Dragueuse !

A la suite de ma visite au Salon de l’Agriculture, un reportage a attiré mon attention par la légèreté de son titre : « Marine Le Pen drague les agriculteurs à Paris ».

Intriguée par cette expression pour le moins frivole dans un contexte qui ne l’est pourtant pas, celui d’une crise agricole terrible, j’ai fait le test de soumettre le terme « Marine Le Pen drague » au suffrage de la Toile.

Et là surprise, je découvre que je suis une dragueuse invétérée, en témoignent des pages entières du fameux moteur de recherche !
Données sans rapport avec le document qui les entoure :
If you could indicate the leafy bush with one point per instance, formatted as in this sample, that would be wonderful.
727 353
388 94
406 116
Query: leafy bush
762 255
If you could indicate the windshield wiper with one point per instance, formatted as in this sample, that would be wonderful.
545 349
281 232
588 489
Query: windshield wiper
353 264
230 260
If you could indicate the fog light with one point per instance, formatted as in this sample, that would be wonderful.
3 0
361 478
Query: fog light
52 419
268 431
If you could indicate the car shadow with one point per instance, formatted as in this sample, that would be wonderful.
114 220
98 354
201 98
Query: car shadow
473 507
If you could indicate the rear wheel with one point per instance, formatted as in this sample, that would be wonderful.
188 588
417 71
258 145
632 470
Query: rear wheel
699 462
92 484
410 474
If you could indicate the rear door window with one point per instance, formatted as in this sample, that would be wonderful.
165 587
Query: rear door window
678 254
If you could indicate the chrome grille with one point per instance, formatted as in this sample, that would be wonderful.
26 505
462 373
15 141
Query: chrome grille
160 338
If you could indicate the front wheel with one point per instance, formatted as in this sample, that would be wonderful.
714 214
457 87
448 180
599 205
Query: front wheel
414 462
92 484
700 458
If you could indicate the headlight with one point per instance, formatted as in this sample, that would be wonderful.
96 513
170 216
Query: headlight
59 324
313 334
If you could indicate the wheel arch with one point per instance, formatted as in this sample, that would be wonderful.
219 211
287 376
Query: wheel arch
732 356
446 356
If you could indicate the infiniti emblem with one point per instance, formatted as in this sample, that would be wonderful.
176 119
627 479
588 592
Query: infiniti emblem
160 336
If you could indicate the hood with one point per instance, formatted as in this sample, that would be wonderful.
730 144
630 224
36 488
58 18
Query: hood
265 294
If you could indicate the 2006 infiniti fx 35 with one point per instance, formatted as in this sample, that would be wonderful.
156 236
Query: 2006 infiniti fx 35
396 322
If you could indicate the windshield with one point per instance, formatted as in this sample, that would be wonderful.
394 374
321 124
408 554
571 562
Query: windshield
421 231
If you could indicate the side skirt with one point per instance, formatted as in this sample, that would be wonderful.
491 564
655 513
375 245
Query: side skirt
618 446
Voici donc un extrait de palmarès à faire pâlir la plus acharnée des courtisanes. Je draguerais donc tout à la fois :

1. les agriculteurs
2. les viticulteurs
3. les gays
4. les jeunes actifs
5. les Musulmans
6. les électeurs UMP
7. les classes populaires
8. les artistes
9. les Juifs
10. les métallos
11. les préfets
12. les pêcheurs
13. les petits patrons
14. les électeurs de gauche
15. les enseignants

Quelle santé !…

Notons ceci de prime abord : cette liste fournie, pourtant non exhaustive, présage clairement du caractère non discriminatoire et très extensible de mes avances supposées.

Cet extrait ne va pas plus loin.